Lisière étroite est ainsi une œuvre pleinement rare : elle ne se donne pas, elle se révèle, lentement, à qui accepte d’abandonner toute volonté de maîtrise. Elle déplace le lecteur de sa place d’observateur pour l’installer dans une tension perceptive, sur ce fil tendu entre sensation et mémoire, entre dehors et dedans.
Les photographies de Marie Andréasz, délibérément non narratives, relèvent d’un art du retrait. Comme chez Depardon ou Sugimoto, il ne s’agit pas de montrer mais de laisser apparaître — par soustraction. Le choix de l’argentique, à l’heure du numérique omniprésent, est aussi un geste de résistance : il exige du temps, une attention longue, une écoute de la lumière. Le grain, le flou, les variations de gris deviennent les langages muets d’une poétique de la matière.
À cette densité répond une écriture rare, ténue, mais puissamment agissante. Philippe André n’écrit pas pour expliquer, mais pour ouvrir. Sa langue épouse les failles du visible, épouse ses silences, les prolonge. Elle invente un espace mental qui, plus que lu, doit être traversé. On ne comprend pas Lisière étroite, on s’y perd — et c’est en cela qu’il nous transforme.

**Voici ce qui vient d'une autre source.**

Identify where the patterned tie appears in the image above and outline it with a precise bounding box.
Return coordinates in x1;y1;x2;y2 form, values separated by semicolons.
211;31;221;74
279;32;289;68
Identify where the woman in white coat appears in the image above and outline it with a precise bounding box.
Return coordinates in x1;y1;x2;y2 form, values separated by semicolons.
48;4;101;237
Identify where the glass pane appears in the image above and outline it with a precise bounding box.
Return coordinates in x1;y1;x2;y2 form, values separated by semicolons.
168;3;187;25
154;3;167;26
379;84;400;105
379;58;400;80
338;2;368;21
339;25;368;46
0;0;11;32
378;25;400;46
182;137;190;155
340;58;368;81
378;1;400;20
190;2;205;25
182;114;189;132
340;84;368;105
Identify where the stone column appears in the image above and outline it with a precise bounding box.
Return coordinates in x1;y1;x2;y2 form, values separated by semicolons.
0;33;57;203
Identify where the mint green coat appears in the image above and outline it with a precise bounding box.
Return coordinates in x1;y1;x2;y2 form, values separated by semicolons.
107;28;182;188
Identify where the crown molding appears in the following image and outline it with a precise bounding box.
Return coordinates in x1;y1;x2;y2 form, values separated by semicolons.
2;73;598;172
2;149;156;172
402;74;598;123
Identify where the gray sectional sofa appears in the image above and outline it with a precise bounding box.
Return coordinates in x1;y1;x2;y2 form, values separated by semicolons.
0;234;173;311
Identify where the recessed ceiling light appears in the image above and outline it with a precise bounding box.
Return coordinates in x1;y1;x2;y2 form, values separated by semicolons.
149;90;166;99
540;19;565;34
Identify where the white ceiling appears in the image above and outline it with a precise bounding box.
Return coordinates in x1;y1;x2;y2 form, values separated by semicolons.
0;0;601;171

Ce qui se joue, en profondeur, c’est une poétique du fragile, du seuil, de l’indécis. Une tentative de formuler une présence au monde qui ne soit ni appropriation, ni domination, mais écoute et résonance. L’expérience vécue y prime sur toute théorie. Le lecteur devient le lieu même de la rencontre entre langage et image, dans un geste presque spirituel, mais sans dogme — une ascèse perceptive, une épuration du regard.
En cela, Lisière étroite défie les genres : ni recueil, ni portfolio, il invente un troisième espace — un lieu d’infusion entre texte et lumière. Il oppose au vacarme du contemporain une forme d’élégance éthique : celle du peu, du presque rien, de l’essentiel.
Lenteur, densité, silence — autant de formes de résistance au régime d’accélération et de saturation de notre époque. Il rejoint ainsi, sans bruit, cette pensée benjaminienne de l’expérience : non pas l’information, mais la traversée du réel, transformatrice.
Et si son impact est fort, c’est précisément parce qu’il agit sans fracas. Il s’infiltre. Il ne remplit pas, il creuse. Il ne clôt rien, il ouvre. Il laisse en nous un vide vibrant, habité par une présence qui nous dépasse. Un effet quasi thérapeutique, non de réparation, mais de résonance. Ce qui rejaillit, c’est cette part oubliée de nous qui sait encore voir sans chercher à comprendre, écouter sans chercher à nommer. Lisière étroite est nécessaire : non pour ce qu’il dit, mais pour ce qu’il fait — au silence, au regard, à l’attention. Là où le visible s’efface, quelque chose recommence à frémir.